What’s helping are the economic policies that new Prime Minister Shinzo Abe has put in place. These are designed to help foreign exporters and investors get their foot in the door to what has historically been a hard market to crack. This has injected some much needed optimism in the Japanese economy. Add to this the growth in the domestic market, a weaker yen and the potential opening of long-protected industries such as energy, healthcare and agriculture and Japan is starting to look like a much more attractive place for foreign investors again.
The statistics speak for themselves: the growth across all sectors in Japan were reflected in the Nikkei 225 index which increased by roughly 40% in 2013.
The second attraction is the proximity of Japan to other Asian markets. Many of the surrounding Asian countries are developing at astounding rates and the closeness of Japan is an added attraction as a hub for their expansion plans into Asia.

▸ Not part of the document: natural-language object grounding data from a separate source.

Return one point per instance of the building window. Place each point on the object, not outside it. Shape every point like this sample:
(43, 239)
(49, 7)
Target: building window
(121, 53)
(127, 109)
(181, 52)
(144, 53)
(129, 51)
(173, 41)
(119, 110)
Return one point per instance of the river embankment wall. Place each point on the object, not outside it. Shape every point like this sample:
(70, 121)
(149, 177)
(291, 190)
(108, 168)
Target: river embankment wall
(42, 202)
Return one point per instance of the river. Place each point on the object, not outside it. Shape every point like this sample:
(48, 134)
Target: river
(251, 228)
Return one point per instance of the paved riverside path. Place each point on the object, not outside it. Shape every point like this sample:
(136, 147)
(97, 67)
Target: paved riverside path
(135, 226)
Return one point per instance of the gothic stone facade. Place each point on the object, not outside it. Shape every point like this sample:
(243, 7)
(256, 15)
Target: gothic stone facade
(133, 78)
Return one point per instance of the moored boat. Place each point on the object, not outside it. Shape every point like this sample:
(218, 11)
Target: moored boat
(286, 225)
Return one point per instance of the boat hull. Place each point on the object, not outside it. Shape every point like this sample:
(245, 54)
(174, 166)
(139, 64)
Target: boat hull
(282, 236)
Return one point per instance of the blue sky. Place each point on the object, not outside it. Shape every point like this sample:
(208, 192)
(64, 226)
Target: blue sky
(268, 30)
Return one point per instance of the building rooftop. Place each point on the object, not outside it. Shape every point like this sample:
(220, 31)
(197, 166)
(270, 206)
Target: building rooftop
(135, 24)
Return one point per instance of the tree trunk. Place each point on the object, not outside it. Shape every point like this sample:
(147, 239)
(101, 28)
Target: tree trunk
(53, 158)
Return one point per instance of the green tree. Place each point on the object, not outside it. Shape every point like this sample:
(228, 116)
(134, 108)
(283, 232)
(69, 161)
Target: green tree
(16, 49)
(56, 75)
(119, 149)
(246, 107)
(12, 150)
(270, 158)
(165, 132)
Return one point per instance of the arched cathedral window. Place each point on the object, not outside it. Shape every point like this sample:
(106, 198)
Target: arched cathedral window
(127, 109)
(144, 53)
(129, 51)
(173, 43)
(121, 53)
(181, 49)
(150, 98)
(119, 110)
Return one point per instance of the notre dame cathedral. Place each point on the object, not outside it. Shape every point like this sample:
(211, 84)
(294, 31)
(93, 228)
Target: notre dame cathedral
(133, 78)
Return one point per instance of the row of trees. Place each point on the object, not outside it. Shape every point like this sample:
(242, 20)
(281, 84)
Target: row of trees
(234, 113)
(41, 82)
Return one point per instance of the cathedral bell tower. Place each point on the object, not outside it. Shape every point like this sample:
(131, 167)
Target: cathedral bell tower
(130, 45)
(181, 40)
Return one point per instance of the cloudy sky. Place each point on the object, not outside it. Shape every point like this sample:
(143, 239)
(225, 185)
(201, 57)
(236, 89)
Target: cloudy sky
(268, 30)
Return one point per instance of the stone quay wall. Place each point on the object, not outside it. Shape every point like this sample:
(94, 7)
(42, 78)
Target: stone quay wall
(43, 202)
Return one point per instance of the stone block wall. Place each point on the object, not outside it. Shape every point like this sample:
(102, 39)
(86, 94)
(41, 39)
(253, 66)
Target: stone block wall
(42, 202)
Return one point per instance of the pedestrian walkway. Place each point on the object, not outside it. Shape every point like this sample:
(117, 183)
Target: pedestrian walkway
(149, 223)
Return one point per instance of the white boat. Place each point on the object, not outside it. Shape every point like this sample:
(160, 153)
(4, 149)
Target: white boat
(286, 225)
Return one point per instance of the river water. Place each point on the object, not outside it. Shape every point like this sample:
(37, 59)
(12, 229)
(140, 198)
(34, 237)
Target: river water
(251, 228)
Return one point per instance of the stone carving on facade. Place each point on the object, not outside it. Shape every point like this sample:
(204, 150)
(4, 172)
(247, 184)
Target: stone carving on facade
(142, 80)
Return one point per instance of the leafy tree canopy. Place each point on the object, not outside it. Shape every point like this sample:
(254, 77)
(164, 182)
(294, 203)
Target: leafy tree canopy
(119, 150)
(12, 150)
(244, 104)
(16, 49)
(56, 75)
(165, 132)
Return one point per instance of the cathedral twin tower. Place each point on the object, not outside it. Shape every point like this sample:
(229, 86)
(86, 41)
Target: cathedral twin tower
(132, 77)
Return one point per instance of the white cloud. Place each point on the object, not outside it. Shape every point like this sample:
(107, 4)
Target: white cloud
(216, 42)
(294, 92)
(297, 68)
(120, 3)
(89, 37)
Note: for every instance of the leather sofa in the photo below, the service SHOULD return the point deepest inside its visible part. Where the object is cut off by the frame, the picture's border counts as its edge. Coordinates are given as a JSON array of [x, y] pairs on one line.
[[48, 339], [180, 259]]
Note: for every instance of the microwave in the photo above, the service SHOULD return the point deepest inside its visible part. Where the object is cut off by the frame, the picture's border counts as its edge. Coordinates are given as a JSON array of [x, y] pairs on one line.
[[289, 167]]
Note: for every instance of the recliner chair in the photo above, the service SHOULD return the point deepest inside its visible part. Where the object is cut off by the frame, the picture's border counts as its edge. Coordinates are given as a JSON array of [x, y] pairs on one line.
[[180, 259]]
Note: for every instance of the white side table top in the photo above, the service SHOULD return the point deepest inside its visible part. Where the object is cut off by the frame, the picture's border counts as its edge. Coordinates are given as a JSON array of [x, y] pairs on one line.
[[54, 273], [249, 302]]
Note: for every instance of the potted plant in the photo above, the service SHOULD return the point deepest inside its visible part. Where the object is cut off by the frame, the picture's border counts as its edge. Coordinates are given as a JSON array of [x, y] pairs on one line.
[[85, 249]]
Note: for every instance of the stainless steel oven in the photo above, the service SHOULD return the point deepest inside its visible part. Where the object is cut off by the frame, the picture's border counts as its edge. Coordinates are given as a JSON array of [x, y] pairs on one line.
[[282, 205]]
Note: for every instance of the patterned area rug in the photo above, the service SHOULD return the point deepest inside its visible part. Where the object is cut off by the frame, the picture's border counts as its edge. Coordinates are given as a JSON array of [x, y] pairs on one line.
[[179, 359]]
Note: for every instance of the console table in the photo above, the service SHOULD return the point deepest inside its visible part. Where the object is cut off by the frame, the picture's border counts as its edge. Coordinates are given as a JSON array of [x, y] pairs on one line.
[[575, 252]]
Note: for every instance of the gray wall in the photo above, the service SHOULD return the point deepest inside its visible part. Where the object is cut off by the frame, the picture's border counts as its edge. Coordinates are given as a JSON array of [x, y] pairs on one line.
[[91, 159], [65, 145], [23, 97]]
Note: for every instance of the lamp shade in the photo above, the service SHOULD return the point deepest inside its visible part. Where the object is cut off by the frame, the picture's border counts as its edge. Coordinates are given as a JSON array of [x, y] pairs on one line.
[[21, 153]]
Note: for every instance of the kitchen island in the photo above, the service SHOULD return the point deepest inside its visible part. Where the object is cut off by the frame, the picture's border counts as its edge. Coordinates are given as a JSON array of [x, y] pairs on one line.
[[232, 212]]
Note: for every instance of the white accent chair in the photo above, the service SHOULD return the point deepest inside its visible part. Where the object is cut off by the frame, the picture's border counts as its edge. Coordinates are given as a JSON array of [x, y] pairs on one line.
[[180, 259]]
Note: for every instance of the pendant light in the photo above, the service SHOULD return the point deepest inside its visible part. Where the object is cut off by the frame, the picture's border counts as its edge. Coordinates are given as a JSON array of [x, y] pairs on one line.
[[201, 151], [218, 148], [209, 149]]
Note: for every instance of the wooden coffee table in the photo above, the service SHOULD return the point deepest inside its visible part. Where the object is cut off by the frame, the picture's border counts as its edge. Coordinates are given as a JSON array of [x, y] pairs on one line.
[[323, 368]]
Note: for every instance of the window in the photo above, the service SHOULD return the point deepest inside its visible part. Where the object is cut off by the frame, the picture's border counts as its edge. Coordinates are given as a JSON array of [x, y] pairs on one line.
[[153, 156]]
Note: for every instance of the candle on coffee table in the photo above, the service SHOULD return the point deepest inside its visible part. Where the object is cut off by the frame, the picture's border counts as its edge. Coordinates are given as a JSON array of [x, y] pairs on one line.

Japan is already a sophisticated and mature economy which is renowned for efficiency and high standards. Add to this Japan’s high regard as the trend setter of Asia and we have a recipe for success. If companies can produce top selling products which pass Japan’s quality controls, they can be assured that those products will pass quality standards elsewhere. And already European companies like L’Oreal have successfully used Japan as a center for research and development and expanded their business more broadly in Asia.
And last but not least, the people. The Japanese are good workers as I know from having worked in Japan over the last 6 months. They are typically earnest, diligent and highly motivated people who take great pride in their work.
They are highly educated and, though admittedly there was a period of decline in the 90’s-00’s when “Yutori Kyoiku” (which loosely translates to relaxed or child-centered education) was introduced, we are now seeing improvement in the education system. Last year, Japanese 15 year olds for the first time topped the list in reading and science performance in an international academic survey covering 34 developed countries.
Of course one well known trait about the people of Japan is that they love brands. There are many UK brands that have done well in Japan, some better than in their domestic market. And Japanese people have money to spend. Whilst GDP growth in Japan has been low since the early 1990s, it is often overlooked that GDP per capita remains high and has been growing. Japanese consumers are wealthier than counterparts in neighboring Asian countries, and this has led to successes for British luxury goods exporters. Some high profile examples include Paul Smith, Dyson, Cath Kidston, Hunters and Dr. Martens.
So whilst there are challenges to doing business in Japan, there are enduring positive characteristics to business in Japan and with Japanese people which I feel are often overlooked. The current economic and political progress and the position of Japan within a developing Asian marketplace, aligned with the strength of the Japanese workforce, make Japan an increasingly attractive place to do business. So why wait?